Saturday, February 13, 2016

My Aliyah Has Been Approved!

The email arrived Friday afternoon, thirty-five weeks after my interview. I stared at it blankly for probably two minutes, wondering if I was reading it correctly, if it really said that my aliyah application had been approved.

When I convinced myself it did, I pictured myself back in Israel-- and then, finally, I reacted. My hands shot up to the sky and I gasped, "Yes!"

I contacted all my friends and even acquaintances to share the good news. While I was wandering around the cactus and succulent gardens at the Tucson Botanical Gardens, I daydreamed about being in the Negev. Then I wrote out my to do list. (It is much shorter than it was at this time last year!)
find a good home for my cat
just donate everything
sell my car
pack my suitcases
get on the aliyah flight
So which aliyah flight? How soon could this be accomplished?
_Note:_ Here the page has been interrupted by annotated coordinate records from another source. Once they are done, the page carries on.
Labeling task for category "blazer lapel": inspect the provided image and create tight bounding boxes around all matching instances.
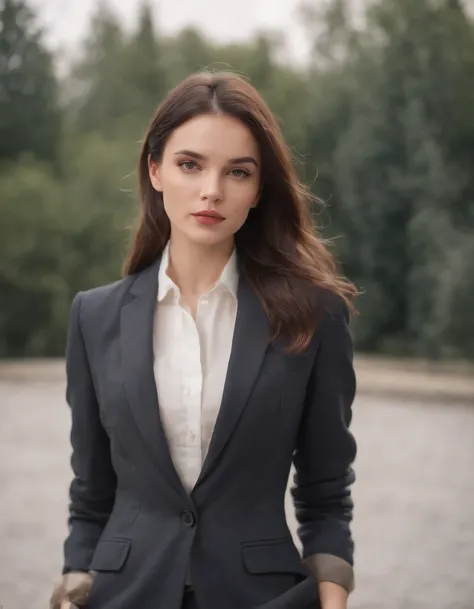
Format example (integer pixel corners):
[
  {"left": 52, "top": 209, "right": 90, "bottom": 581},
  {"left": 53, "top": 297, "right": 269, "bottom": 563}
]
[
  {"left": 120, "top": 260, "right": 185, "bottom": 492},
  {"left": 196, "top": 276, "right": 270, "bottom": 486}
]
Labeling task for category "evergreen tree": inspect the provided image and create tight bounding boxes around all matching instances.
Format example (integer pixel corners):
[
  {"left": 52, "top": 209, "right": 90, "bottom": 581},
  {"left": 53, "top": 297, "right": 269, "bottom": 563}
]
[{"left": 0, "top": 0, "right": 61, "bottom": 162}]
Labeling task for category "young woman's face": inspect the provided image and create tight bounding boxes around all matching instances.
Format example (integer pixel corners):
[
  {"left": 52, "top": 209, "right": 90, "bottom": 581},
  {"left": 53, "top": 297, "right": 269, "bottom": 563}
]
[{"left": 149, "top": 114, "right": 261, "bottom": 246}]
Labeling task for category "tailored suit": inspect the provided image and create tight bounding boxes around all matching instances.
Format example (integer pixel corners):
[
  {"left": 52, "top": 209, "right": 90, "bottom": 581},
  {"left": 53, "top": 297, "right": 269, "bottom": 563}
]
[{"left": 63, "top": 260, "right": 356, "bottom": 609}]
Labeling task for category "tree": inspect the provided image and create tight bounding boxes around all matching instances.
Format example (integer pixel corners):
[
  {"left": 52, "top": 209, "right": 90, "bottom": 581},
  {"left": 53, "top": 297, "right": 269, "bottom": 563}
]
[
  {"left": 0, "top": 0, "right": 61, "bottom": 162},
  {"left": 68, "top": 2, "right": 129, "bottom": 136}
]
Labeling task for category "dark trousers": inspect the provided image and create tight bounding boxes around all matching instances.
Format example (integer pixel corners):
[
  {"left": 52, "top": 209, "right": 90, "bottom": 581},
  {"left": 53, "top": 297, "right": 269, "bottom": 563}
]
[{"left": 181, "top": 590, "right": 198, "bottom": 609}]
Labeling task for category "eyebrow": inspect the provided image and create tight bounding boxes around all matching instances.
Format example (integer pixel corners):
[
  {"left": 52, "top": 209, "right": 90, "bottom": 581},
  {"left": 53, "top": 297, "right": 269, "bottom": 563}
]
[{"left": 174, "top": 150, "right": 258, "bottom": 167}]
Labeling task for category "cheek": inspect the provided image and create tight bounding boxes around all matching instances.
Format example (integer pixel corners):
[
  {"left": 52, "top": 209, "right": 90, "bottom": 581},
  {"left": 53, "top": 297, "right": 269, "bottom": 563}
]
[{"left": 162, "top": 172, "right": 197, "bottom": 216}]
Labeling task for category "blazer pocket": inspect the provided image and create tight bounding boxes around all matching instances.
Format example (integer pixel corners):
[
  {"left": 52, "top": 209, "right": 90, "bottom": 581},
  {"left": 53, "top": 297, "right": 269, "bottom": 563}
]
[
  {"left": 242, "top": 539, "right": 309, "bottom": 579},
  {"left": 89, "top": 539, "right": 131, "bottom": 571}
]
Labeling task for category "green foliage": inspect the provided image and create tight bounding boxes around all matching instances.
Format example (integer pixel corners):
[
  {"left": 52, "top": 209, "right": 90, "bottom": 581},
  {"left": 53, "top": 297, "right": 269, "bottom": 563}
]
[
  {"left": 0, "top": 0, "right": 61, "bottom": 164},
  {"left": 0, "top": 0, "right": 474, "bottom": 358}
]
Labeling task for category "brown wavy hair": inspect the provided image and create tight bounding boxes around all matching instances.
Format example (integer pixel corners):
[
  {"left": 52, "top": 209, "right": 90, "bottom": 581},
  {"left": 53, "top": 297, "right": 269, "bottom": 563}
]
[{"left": 123, "top": 72, "right": 357, "bottom": 352}]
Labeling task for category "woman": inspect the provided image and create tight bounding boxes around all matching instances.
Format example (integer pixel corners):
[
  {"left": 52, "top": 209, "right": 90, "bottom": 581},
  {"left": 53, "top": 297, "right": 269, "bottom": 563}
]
[{"left": 51, "top": 73, "right": 356, "bottom": 609}]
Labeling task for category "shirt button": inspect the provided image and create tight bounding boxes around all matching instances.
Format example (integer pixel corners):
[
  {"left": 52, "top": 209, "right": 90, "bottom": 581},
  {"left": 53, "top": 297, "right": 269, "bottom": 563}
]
[{"left": 181, "top": 510, "right": 196, "bottom": 528}]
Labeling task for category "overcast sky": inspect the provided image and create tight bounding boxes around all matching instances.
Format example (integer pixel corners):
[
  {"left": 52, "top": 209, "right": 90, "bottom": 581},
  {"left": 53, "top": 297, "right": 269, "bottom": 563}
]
[{"left": 29, "top": 0, "right": 308, "bottom": 62}]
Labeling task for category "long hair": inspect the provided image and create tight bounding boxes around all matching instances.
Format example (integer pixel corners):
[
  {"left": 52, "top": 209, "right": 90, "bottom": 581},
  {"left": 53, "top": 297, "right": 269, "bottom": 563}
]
[{"left": 123, "top": 72, "right": 357, "bottom": 352}]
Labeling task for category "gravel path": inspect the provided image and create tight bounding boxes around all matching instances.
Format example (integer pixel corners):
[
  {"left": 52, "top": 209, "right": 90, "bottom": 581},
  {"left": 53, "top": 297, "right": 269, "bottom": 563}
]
[{"left": 0, "top": 377, "right": 474, "bottom": 609}]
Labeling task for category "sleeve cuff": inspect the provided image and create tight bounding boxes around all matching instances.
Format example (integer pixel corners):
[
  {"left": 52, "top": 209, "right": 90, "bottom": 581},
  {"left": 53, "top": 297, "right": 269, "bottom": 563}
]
[{"left": 303, "top": 554, "right": 355, "bottom": 593}]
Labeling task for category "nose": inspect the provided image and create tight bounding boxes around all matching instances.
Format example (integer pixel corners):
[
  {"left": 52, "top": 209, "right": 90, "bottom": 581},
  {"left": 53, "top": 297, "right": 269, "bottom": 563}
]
[{"left": 201, "top": 174, "right": 223, "bottom": 203}]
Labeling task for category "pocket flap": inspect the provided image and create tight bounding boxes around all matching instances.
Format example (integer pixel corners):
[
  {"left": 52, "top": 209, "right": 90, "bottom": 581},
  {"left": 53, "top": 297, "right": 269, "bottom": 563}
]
[
  {"left": 89, "top": 539, "right": 131, "bottom": 571},
  {"left": 242, "top": 539, "right": 308, "bottom": 577}
]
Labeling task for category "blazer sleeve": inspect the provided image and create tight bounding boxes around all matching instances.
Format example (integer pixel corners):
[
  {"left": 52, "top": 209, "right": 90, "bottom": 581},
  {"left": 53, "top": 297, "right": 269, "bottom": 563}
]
[
  {"left": 291, "top": 304, "right": 357, "bottom": 592},
  {"left": 63, "top": 293, "right": 116, "bottom": 573}
]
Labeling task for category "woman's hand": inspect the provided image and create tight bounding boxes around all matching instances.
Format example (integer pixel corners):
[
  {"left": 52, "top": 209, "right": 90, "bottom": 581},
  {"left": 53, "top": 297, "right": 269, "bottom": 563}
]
[{"left": 49, "top": 571, "right": 95, "bottom": 609}]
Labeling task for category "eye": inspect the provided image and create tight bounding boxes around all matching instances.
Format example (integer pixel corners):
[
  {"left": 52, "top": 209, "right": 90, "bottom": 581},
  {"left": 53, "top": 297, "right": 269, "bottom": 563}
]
[
  {"left": 230, "top": 169, "right": 250, "bottom": 178},
  {"left": 179, "top": 161, "right": 197, "bottom": 171}
]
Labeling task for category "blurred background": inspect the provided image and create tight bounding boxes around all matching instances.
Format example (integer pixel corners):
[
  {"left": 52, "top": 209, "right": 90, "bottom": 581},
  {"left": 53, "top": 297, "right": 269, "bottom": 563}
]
[{"left": 0, "top": 0, "right": 474, "bottom": 609}]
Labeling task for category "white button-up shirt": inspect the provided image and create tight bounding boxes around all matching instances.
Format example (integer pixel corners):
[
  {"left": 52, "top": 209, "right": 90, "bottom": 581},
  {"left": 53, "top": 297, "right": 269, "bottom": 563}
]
[{"left": 153, "top": 244, "right": 238, "bottom": 492}]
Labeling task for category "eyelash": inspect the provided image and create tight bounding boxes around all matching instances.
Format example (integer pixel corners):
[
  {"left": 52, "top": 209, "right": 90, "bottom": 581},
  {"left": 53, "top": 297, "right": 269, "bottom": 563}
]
[{"left": 179, "top": 161, "right": 250, "bottom": 179}]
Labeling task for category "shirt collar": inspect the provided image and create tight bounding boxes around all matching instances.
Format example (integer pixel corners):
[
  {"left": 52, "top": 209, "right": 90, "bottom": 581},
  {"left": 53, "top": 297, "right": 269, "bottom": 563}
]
[{"left": 158, "top": 241, "right": 239, "bottom": 302}]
A friend pointed out, "You will need to make sure you're healthy and strong for your move so the stress doesn't knock the stuffing out of you." She has a point, but how much more time do I need to get well? It has been very troubling (ok, frightening) that I can't seem to overcome whatever it is I've caught.

I paused amid the excitement and looked inside. I realized that I did not have the energy to re-pack my things even just well enough to donate them.
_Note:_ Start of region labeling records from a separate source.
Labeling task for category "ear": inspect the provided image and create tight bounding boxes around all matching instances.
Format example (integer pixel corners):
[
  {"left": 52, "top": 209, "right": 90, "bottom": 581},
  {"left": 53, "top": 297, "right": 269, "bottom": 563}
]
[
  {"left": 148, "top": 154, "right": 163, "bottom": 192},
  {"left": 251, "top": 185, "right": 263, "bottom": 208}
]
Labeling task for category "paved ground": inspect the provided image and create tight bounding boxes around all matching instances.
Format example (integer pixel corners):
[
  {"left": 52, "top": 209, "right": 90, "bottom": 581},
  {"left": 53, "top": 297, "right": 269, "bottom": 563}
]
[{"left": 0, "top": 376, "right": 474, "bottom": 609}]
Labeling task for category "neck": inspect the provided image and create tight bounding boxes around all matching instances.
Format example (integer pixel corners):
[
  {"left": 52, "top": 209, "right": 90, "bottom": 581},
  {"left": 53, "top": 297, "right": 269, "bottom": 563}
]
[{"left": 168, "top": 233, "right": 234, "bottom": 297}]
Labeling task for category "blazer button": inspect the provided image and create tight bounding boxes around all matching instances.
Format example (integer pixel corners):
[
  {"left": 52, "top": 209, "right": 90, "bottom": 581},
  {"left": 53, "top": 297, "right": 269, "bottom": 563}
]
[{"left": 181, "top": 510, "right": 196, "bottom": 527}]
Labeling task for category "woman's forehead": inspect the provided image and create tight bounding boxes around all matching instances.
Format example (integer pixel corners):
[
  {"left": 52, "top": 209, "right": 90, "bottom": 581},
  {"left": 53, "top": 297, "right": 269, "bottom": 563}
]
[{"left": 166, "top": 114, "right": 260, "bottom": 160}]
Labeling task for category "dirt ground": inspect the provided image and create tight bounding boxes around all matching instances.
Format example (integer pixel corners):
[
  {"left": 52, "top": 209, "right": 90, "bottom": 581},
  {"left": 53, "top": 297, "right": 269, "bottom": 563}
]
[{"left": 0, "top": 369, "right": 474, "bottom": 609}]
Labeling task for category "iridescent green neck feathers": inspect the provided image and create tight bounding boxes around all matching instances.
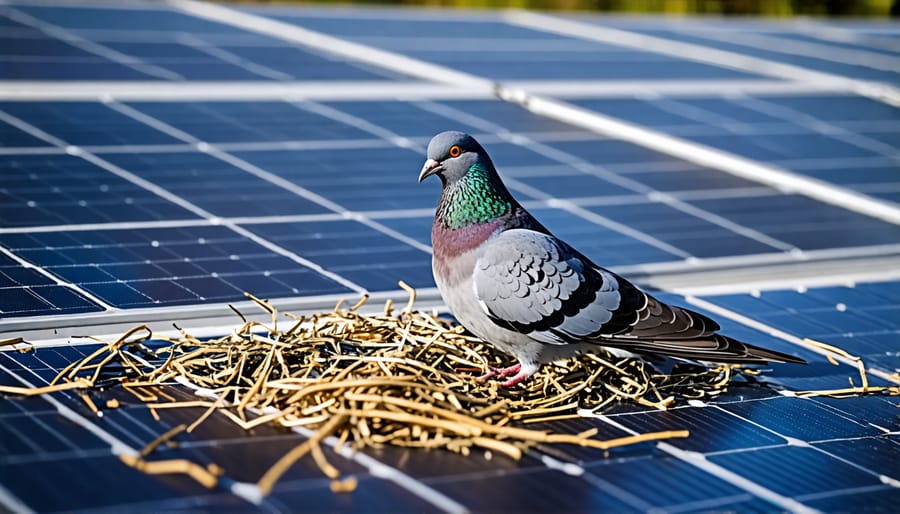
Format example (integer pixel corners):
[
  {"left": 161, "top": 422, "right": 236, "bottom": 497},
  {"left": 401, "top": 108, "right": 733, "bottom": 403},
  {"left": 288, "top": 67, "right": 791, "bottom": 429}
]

The aliyah approval is good for a year and the visa will be good for six months. (I wonder: does it really take just two weeks to get the visa? It was supposed to take no more than eight weeks to get the approval, but it took more than four times that long.)

An Asherah Tree in Tucson
Since the absorption center doesn't accept "old" folks like me, I'll have to find a rental. I'll be looking for a room rather than an apartment because shipping my household goods no longer seems justifiable financially. I spent a lot keeping myself in cheap hotel rooms from after I sold my house in May until I moved into this apartment in November, and it will cost quite a bit to break my lease here.

There's no need to bring a lot of household goods, but there are many things it will be hard to part with. I notice a part of me resisting the idea of uprooting myself again. I'd been "homeless" for six months before I rented this apartment. I needed a home and now I hesitate to give it up.
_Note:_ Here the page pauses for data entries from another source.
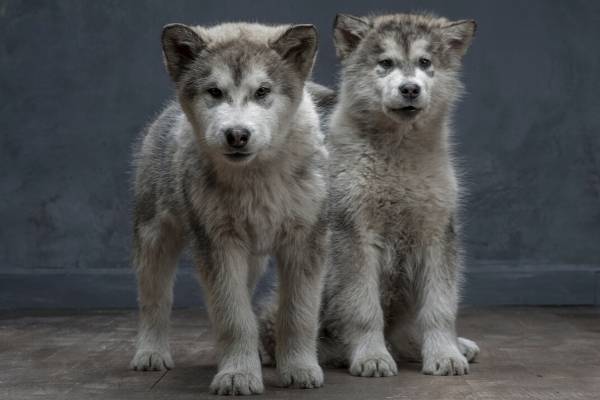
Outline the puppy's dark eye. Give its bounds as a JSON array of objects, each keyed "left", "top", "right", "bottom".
[
  {"left": 377, "top": 58, "right": 394, "bottom": 69},
  {"left": 254, "top": 86, "right": 271, "bottom": 100},
  {"left": 207, "top": 88, "right": 223, "bottom": 99},
  {"left": 419, "top": 57, "right": 431, "bottom": 69}
]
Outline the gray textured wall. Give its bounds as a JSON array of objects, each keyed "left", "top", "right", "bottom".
[{"left": 0, "top": 0, "right": 600, "bottom": 308}]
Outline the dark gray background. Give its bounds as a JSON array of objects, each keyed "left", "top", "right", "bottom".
[{"left": 0, "top": 0, "right": 600, "bottom": 308}]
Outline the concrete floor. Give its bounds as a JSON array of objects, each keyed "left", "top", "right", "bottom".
[{"left": 0, "top": 308, "right": 600, "bottom": 400}]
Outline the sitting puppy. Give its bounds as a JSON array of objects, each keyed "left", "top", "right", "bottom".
[
  {"left": 131, "top": 24, "right": 328, "bottom": 394},
  {"left": 320, "top": 15, "right": 479, "bottom": 376}
]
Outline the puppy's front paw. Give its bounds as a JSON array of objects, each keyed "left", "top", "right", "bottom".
[
  {"left": 210, "top": 371, "right": 265, "bottom": 395},
  {"left": 350, "top": 352, "right": 398, "bottom": 378},
  {"left": 423, "top": 349, "right": 469, "bottom": 376},
  {"left": 278, "top": 362, "right": 323, "bottom": 389},
  {"left": 458, "top": 338, "right": 479, "bottom": 362},
  {"left": 129, "top": 350, "right": 175, "bottom": 371}
]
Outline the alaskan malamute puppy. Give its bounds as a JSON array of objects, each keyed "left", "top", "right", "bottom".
[
  {"left": 131, "top": 23, "right": 328, "bottom": 394},
  {"left": 322, "top": 14, "right": 479, "bottom": 376}
]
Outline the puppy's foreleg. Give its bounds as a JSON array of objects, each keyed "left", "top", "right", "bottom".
[
  {"left": 416, "top": 239, "right": 469, "bottom": 375},
  {"left": 275, "top": 227, "right": 327, "bottom": 389},
  {"left": 130, "top": 220, "right": 183, "bottom": 371},
  {"left": 199, "top": 240, "right": 264, "bottom": 395},
  {"left": 325, "top": 234, "right": 398, "bottom": 377}
]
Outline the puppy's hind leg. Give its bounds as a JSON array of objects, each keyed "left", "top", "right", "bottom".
[{"left": 130, "top": 217, "right": 184, "bottom": 371}]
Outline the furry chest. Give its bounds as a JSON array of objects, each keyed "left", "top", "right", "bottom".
[{"left": 361, "top": 179, "right": 451, "bottom": 247}]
I've used my time in Tucson well, despite getting sick just after I moved in: I attend Torah study regularly, I found a wonderful chevruta and we've been studying Leviticus, I've met quite a few very nice people, and I've gone to the botanical gardens a few times. But I feel some regret about the things I have not crossed off my to do list. And the Federation's tour of Jewish Tucson today made me feel that this could be a good place to live.

How foolish to feel any hesitation now that I can make aliyah! I'm more myself in Israel.  I belong to the Land and I won't thrive anywhere else. 

I've spoken with a woman who lives in Karmiel, Sylvia, and it sounds like the perfect Israeli town for me. My chevruta is willing to continue studying with me via Skype. Israel is my destination; why stop now?

Nesting in a saguaro
Jon suggested that I plan to go in April, which would give me adequate time to get healthy and to make living arrangements, but Sylvia pointed out that government offices are closed that month for Pesach. So I will have to go after April. (Will I want to fly right back to the States for Kohenet in August? I certainly can't wait until August to make aliyah! But I also can't interrupt ulpan for a trip to the States.)

This doesn't have to be complicated. The only significant hurdle is finding a home for Nutmeg. (I don't dare think about what it will be like to part with her.) I created a flyer and I took her to the vet for a check up. She has a slight infection. The first antibiotic made her nauseous, so we're trying a different one.

Israel awaits! Of course I do need to regain my health and strength before I go. My doctor's appointment is on the 29th. If I'm not better by then, surely he can fix me up quickly.

A few months ago, I wrote that my greatest fear was that I might never make aliyah. It bothers me that I'm not rushing out the door now.